18 Eylül, 2012

Bırak büyümesin.

Yokluğunu uzun süredir bu kadar derinden hissetmemiştim. Bu kadar tutmamıştım içimde sensizliği. Hep dışa vuruyordum bir şekilde. Adın geçtiğinde kim olursa olsun kafamı çevirip bakarakta olsa yapıyordum bir şekilde. Hala onun adını duyunca dönüp bakıyosun diye kızdıklarında anlıyordum her defasında döndüğümü. Birinde bile seni göremiyordum ya neyse. Baksana bir. Önce kendine bak. Ne haldesin nerelerdesin haber ver. Sonra bana bak. Yanımdakilere bak. Yalnız değilim görüyor musun? Senin vermediğin değeri verenler var artık. Hediyelere boğuluyorum aylardır. Bugün bir yenisi daha eklendi bunlara. Aldığım hediyeyi koyuyordum ki yerine, seninkinin yanına koyduğumu farkettim. Yeri orasaydı ne yapsaydım. Seninki kapalı bir kutuda dolabın en kuytu köşesinde olmalıyken ordaydı. Farkında değildim. Elimi sürmediğim için değil, elimi sürmeye korktuğum için farkında değildim orda olduğunun. Baktım şöyle. Seninki baya eskimiş. Eski parlaklığını yitirmiş. Elime aldım inanamayıp. Bu kadar eskidi mi gerçekten? Eskiyebilir mi? Bizde böyle parlaklığımızı yitirdik mi?

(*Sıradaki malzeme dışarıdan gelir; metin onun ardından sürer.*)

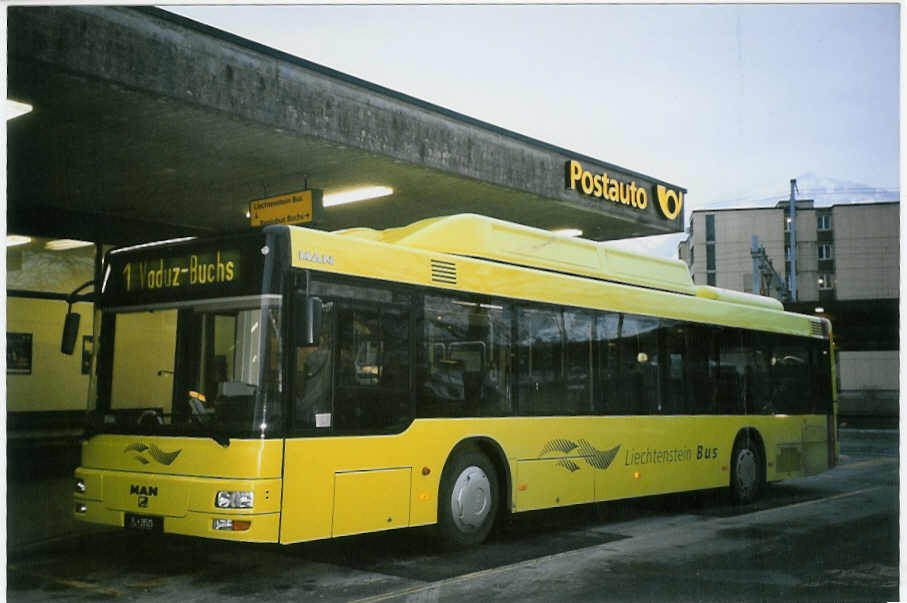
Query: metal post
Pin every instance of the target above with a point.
(757, 279)
(793, 240)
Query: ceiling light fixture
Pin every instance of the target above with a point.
(66, 244)
(357, 194)
(16, 109)
(13, 240)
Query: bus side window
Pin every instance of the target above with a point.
(609, 399)
(733, 359)
(702, 369)
(372, 385)
(465, 361)
(314, 377)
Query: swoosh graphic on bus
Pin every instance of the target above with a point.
(164, 458)
(599, 459)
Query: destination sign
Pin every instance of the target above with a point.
(215, 267)
(292, 208)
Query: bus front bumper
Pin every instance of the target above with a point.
(177, 505)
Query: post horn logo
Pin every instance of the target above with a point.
(599, 459)
(164, 458)
(669, 201)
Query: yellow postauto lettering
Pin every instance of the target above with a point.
(601, 186)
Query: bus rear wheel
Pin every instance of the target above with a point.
(746, 471)
(467, 500)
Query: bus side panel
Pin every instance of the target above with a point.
(344, 485)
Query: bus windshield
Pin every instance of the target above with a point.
(207, 368)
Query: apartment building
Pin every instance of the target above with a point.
(846, 261)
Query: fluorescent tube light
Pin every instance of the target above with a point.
(357, 194)
(16, 109)
(13, 240)
(65, 244)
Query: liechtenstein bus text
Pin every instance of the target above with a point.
(306, 385)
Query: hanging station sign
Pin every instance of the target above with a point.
(601, 185)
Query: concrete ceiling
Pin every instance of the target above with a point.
(147, 125)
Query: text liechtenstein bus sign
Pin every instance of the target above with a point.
(301, 207)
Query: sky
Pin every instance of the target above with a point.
(728, 101)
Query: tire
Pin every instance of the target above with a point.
(468, 500)
(746, 471)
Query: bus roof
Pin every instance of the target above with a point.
(475, 236)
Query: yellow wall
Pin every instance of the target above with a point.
(56, 381)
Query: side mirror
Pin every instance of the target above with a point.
(309, 312)
(70, 332)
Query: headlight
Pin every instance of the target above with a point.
(230, 499)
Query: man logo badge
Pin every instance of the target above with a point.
(316, 258)
(143, 493)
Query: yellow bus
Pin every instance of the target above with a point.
(290, 384)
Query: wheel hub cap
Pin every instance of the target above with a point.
(470, 500)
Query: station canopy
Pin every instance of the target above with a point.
(147, 125)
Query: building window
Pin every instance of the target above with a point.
(710, 227)
(826, 281)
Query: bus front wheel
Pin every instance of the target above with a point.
(467, 500)
(746, 471)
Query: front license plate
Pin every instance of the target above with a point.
(144, 523)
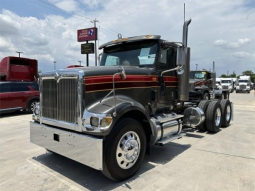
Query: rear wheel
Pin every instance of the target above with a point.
(203, 105)
(124, 150)
(226, 112)
(213, 117)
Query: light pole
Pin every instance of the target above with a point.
(19, 53)
(54, 64)
(94, 21)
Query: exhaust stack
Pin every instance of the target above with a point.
(183, 58)
(185, 33)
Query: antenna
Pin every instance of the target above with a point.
(184, 12)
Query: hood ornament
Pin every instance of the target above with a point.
(56, 76)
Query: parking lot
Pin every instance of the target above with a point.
(198, 161)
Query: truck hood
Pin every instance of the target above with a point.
(110, 70)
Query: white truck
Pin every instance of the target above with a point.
(243, 84)
(227, 84)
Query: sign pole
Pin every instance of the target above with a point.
(87, 57)
(94, 21)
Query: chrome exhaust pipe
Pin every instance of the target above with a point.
(185, 32)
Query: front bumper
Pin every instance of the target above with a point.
(85, 149)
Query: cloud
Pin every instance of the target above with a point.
(54, 37)
(66, 5)
(232, 45)
(241, 54)
(8, 26)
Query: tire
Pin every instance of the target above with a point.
(226, 112)
(213, 117)
(203, 105)
(226, 95)
(206, 96)
(31, 105)
(124, 150)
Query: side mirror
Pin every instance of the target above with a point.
(163, 90)
(122, 73)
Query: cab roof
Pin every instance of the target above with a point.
(130, 39)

Şansa baksana. Yine karşımda sana en son ağladığım, kendimi tanıyamadığım ayna var karşımda. Üstümdede o gün ki elbiselerim. Kokumda aynı. Evet kokum. Kokum aynı. Birtek seninkine karışmış olması gerekirken başkasının ki sinmiş üstüme. 

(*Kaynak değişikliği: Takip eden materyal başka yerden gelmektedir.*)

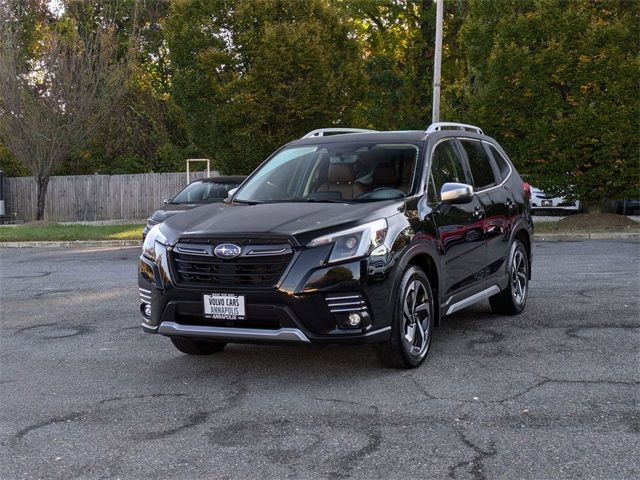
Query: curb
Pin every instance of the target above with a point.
(538, 237)
(73, 244)
(576, 237)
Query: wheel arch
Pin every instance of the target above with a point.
(523, 235)
(428, 265)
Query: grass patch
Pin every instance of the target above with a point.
(55, 232)
(589, 223)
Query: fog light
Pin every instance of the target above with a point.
(354, 319)
(145, 309)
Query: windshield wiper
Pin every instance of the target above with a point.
(246, 202)
(305, 200)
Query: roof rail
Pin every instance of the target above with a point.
(439, 126)
(322, 132)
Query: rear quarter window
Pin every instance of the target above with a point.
(480, 164)
(503, 166)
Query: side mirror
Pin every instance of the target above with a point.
(230, 194)
(456, 193)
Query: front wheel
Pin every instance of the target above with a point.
(512, 299)
(197, 347)
(412, 323)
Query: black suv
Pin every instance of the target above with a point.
(346, 236)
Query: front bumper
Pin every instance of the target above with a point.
(310, 303)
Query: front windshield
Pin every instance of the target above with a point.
(337, 172)
(204, 192)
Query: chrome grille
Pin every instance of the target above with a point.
(261, 263)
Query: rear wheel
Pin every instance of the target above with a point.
(412, 324)
(197, 347)
(512, 299)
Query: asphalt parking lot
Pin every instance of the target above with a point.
(550, 394)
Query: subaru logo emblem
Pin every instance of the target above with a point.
(227, 250)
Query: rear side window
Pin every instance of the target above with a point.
(445, 167)
(503, 165)
(480, 164)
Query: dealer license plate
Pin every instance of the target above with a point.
(224, 306)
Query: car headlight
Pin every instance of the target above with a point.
(354, 242)
(154, 243)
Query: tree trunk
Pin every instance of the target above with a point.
(43, 184)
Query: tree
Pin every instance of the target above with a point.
(557, 84)
(253, 74)
(55, 90)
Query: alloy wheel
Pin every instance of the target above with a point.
(416, 316)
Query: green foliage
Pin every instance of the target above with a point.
(557, 84)
(255, 74)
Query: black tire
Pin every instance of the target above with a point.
(413, 317)
(512, 300)
(197, 347)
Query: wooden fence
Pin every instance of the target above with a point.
(95, 197)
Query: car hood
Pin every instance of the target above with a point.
(171, 209)
(298, 220)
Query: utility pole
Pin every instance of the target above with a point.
(437, 62)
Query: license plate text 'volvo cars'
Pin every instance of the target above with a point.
(224, 306)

İşte burda yine aynı aynanın karşısında başlıyorum ağlamaya. Ev boş. Yankı yapıyor sesim. Nerdesin be sen nerde ne halt yiyosun diye diye ağlıyorum. Kelimeler tam çıkmıyor ağzımdan. Ben bile ne söylediğimi anlamıyorum. 
El üstünde tutsalar bile beni herkesi aynı kefeye koymuşum çoktan. Yüzsüz diyorlardır arkamdan eminim. Gönül terazisini duydun mu sen hiç. O terazinin bir tarafında sen, bir tarafında diğer herkes. Ve diğer kefeye her neyi, her kimi koyarsam koyayım olmuyor. Yerin dolmuyor. Çok tanıdık bu laflar. Çok klasik. Sıkılıyorum bazen bunları demekten. Neden hep aşk şiirleri, romanları biryerden öteye gidemiyor diyordum. Gitmiyormuş. Gidemiyor. Aşkın anlatılacak yanını anlatıyorum zaten. Gerisi insanın içindeymiş meğer. 

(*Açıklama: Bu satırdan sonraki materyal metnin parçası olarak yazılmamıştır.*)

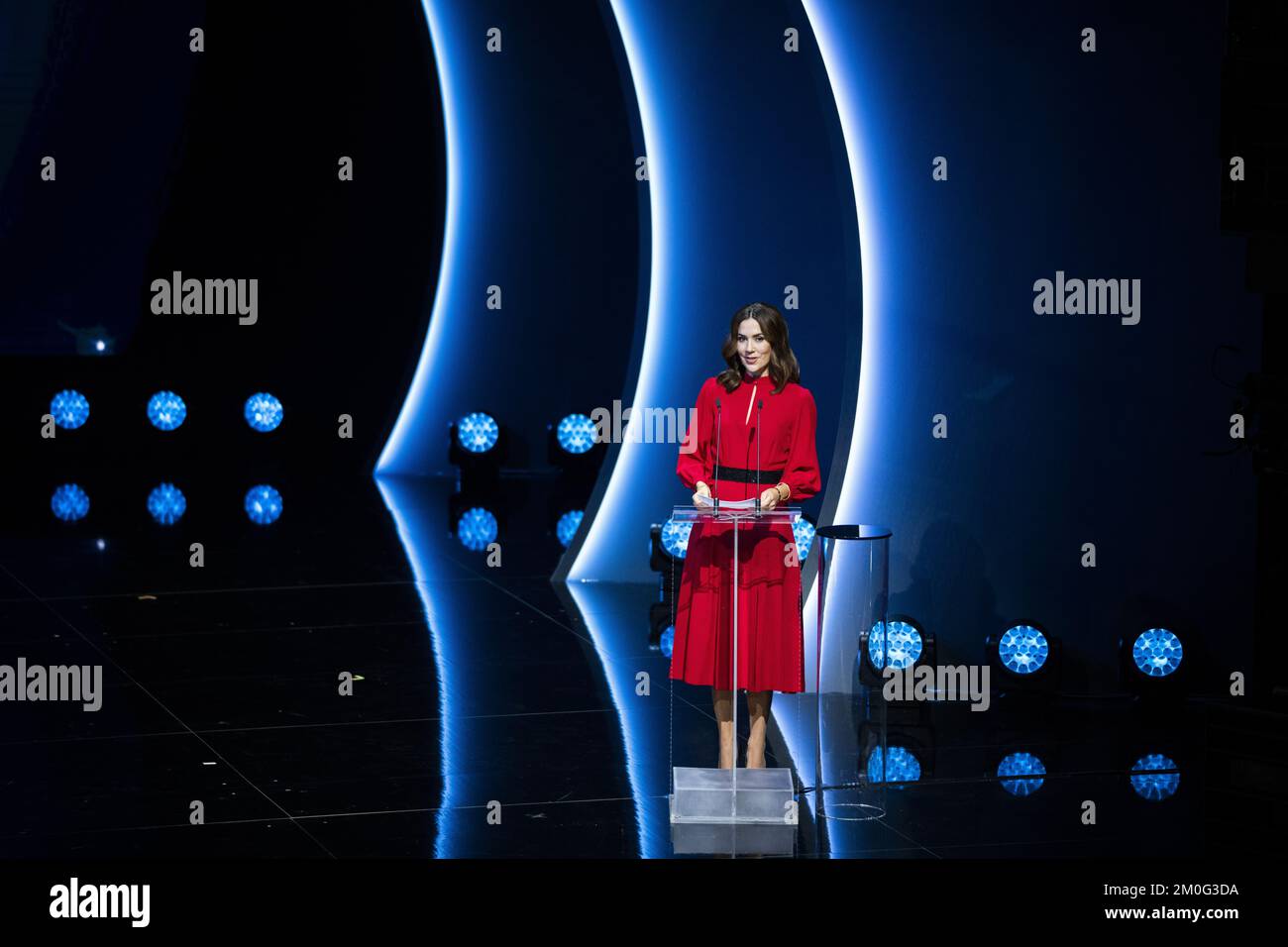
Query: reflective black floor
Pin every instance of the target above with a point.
(493, 714)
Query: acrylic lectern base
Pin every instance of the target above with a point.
(711, 814)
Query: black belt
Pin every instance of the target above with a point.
(738, 475)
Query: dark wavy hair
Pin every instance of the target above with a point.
(784, 367)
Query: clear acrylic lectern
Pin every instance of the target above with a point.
(733, 810)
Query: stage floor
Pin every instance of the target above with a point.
(492, 714)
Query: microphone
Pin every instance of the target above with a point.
(715, 489)
(760, 403)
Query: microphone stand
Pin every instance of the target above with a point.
(715, 491)
(760, 403)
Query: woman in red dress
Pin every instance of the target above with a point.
(758, 398)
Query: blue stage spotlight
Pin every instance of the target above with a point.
(576, 433)
(1150, 784)
(477, 432)
(166, 410)
(166, 502)
(567, 526)
(1151, 661)
(803, 531)
(900, 647)
(1024, 659)
(1020, 774)
(263, 411)
(903, 647)
(1022, 650)
(69, 502)
(897, 764)
(477, 528)
(69, 408)
(1157, 652)
(263, 504)
(675, 538)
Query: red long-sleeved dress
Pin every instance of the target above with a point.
(771, 631)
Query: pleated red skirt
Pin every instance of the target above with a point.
(771, 630)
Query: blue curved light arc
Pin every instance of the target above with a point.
(438, 618)
(398, 454)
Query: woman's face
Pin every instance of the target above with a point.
(752, 347)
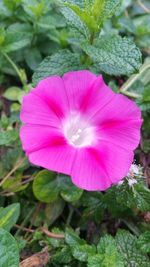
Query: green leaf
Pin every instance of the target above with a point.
(13, 93)
(143, 242)
(126, 243)
(17, 36)
(137, 197)
(9, 216)
(74, 20)
(9, 252)
(110, 7)
(45, 186)
(57, 64)
(80, 249)
(108, 250)
(54, 210)
(68, 191)
(114, 55)
(63, 255)
(108, 254)
(8, 137)
(142, 25)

Herkesin içinde kimseye açmadığı bir köşeye gizlenmiş yarım duygular varmış aşka dair.
Hediyeni bıraktım elimden. Uzaktan bile farkediliyor ne kadar eskidiği ama anlamamışım. Yakından bile farkediliyor ne kadar eskidiğimiz ama anlamamışız. 
Böyle işte. Ne dememi istersin başka. Dön. Gel. Özledim. Bunlara gerek yok. Yanımdayken aklının bir başkasında olmasına dayanamam ben. İntikam için geri dönmenide kaldıramam. O yüzden sen sadece, sadece sev. Sev olur mu. Beni sev. İçinde bir yerlerde sev ama söyleme. Yinede koyma bir başkasını olur mu yerime. 
İşte böyle. Gökyüzüde ağlıyor benimle bak. Daha hızlanmadı henüz çiseliyor. Ama ben çoktan suladım içimdeki özlemi. Yeşerttim. Büyüttüm. Sıra yağmurda. Oda sulayacak çiçekleri. Yeşerecek,büyüyecek çiçekler. Ve belki sen onlardan birini koparıp el kızının saçına takacaksın. 

O zaman ağlamıyorum ben. Özlem kurusun içimde. Gökyüzü ağlamasın. Çiçekler büyümesin. Büyümesin. Eğer sen gidip bir başkasına vereceksen benim suladığım, benim yeşerttiğim o çiçeği. Bırak büyümesin.

Yağmur ağlamasın. Ben ağlarım. Özlemim boyumu aşsın. Ama yağmur yağmasın. Yağmasın. Bırak o çiçekler büyümesin.